Kristina Budrytė-Genevičė, 2013-03-26

In brief: As March comes to an end, one may notice in schedules of the city exhibitions that the majority of organisers prolonged the duration of expositions. It is an ambivalent phenomenon: other artists are waiting for their turn or perhaps they refuse and let the place to colleagues who have their shows already. Visitors are also allowed not to hurry – they may come another time and perhaps even bring friends to the visited exhibition.

The gallery Meno Parkas of the Lithuanian Artists’ Association, Kaunas Branch (Rotušės Sq. 27) loves conceptual art projects and now the exhibition “Disguise” of the young artists’ family – Greta Grendaitė and Tomas Vosylius – is showcased here until March 27. As the authors of the works wrote, most probably it was the first part and a continuation of the exhibition awaits.

The artists were on internship in France in 2012 and showed some of the works during the open-door day of the studio. Now the main reflection of the creative work starts: after some time one can look at the map and think about the position of one’s own and another city, the experienced and non-experienced view/sound and, in general, to comment the definitions of “the new” and “the old” or “traditional” and “contemporary”. 

In this exhibition two branches of traditional fine arts – graphic art and sculpture – create the eclectic but at the same time harmonious encoded system, a conceptual view. This view may be constructed from the city experiences, may be the detail of its time or a fragment of some place.

Another exhibition coming to an end, which has not been reviewed much, is the commemoration of the centenary of Kazimieras Žoromskis (1913–2004). The exposition is presented at M.Žilinskas Art Gallery of the National M.K.Čiurlionis Art Museum (Nepriklausomybės a. 12) until March 31. The exhibition “The Vibration of Colour” consists of early works of the artist, some cycles (“The Wall”, “Billboard”, “The 23rd Street”, “Series of 3D Works”). Each group of works is discussed comprehensively by the artist’s wife, art critic Dr. Kristina Miklaševičiūtė-Žoromskienė.

Many portraits are showcased in the exhibition. No wonder that in order to encompass so many experienced colours, things and met people as well as visions, the best way is to turn such a mirage into one controlled system that pulsates with geometrical spots and white pauses. Optical works showcased in the exhibition are even more mysterious than the painted portraits – the cipher encoded by the artist may be hidden in these works, but also it is possible that the colours have been used according to the mood of the artist while looking at the changing face of the world.
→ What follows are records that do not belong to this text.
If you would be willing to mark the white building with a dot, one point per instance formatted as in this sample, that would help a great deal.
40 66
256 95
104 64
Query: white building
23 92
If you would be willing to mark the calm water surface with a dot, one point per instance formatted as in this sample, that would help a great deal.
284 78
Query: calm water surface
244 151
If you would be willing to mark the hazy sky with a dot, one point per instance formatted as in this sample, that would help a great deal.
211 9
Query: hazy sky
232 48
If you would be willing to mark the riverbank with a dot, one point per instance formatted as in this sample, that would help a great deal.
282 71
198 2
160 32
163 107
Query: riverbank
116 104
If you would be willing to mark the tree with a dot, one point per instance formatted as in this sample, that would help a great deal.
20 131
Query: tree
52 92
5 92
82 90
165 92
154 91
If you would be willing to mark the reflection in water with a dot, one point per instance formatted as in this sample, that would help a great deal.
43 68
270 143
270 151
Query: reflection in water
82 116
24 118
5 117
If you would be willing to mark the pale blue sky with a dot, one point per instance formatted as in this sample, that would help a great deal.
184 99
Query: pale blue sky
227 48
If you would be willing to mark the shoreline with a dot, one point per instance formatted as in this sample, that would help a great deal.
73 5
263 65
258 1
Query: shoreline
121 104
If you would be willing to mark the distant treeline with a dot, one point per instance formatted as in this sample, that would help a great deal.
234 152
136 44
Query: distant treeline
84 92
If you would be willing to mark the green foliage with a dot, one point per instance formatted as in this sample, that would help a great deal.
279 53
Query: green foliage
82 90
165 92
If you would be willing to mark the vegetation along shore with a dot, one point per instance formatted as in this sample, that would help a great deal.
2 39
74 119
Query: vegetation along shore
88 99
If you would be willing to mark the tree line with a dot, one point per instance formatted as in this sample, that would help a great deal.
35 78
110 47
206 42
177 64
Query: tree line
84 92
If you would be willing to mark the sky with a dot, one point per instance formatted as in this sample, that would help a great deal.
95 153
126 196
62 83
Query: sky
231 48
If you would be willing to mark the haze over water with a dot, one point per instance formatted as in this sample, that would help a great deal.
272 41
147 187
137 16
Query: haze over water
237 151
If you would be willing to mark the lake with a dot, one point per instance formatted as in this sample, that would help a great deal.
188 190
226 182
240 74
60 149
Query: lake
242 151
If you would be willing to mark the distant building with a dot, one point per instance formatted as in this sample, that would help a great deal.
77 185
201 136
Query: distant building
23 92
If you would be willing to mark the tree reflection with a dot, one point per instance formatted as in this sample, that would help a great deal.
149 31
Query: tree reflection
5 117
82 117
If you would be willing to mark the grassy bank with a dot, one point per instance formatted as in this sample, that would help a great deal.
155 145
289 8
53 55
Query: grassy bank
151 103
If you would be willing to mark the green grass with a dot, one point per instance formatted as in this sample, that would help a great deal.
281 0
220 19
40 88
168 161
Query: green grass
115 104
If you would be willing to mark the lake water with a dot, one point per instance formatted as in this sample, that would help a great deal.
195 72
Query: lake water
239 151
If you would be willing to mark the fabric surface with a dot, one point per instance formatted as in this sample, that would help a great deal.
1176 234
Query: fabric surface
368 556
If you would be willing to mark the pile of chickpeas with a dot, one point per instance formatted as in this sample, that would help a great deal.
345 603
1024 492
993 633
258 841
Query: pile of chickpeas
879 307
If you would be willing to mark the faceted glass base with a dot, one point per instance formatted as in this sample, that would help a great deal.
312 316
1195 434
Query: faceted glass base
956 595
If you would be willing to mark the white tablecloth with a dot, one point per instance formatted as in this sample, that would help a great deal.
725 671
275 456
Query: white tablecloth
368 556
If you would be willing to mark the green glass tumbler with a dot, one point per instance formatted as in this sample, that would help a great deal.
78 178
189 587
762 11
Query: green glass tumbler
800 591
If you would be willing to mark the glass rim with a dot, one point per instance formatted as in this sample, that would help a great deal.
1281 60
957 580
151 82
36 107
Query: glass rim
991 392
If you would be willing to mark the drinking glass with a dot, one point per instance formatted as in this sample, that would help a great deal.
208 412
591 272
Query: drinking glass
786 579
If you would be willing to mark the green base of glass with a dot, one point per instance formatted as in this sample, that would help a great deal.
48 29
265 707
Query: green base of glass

One more exhibition displayed at M. Žilinskas Art Gallery is part of history of Lithuanian emigrants’ art: it is the painting exhibition of Jonas Rimša (1903–1978) “Bronze People. Indian Spirit Revealed” (3rd floor of the gallery, open until April 21). Links with European painting masters could be traced in the artist’s works but this is not the only determinant of the painting’s value. Figures of some works of J.Rimša are formed of bright colours as well as white colour that shines mysteriously. This mysterious white reminds of people of El Greco (1548-1625). Also, the thinking of the Fovism representative André Derain (1880-1954) is close to the artist. Still, all these influences may only reveal that Rimša studied German and Austrian art galleries and museums well while he lived in Europe and studied at a sewing and cutting school. Later Rimša spent many years in both continents of America but the seen and realised history of European art never left his mind.

The exhibition of Kaunas artists Rimvidas Jankauskas-Kampas (1957-1993) and Rolandas Karalius at Aukso Pjūvis gallery (K. Donelaičio Str. 62/ V. Putvinskio Str. 53, BLC) was prolonged until April 26. It is a wonderful occasion to see works of Kampas that are displayed rarely and to compare them with works of his colleague, painter Karalius. Of course, only a few of Kampas’ paintings are showcased as the majority of them are lost, are abroad or are not made public by private collectors. Still, this is not bad. The construction of the building lets the visitor see paintings only from a very small distance or from very far, i.e. to see all paintings at once.

While the visitor admires bright red spots, he/she may notice the liking of both authors for repetition of the line, the change, comparison and continuation: for one artist it is the road from chaos while forming powerful giants, for another it is the introduction of colourful contrasts in a square. The artists have such different ways of painting that their works ask to be studied from very close.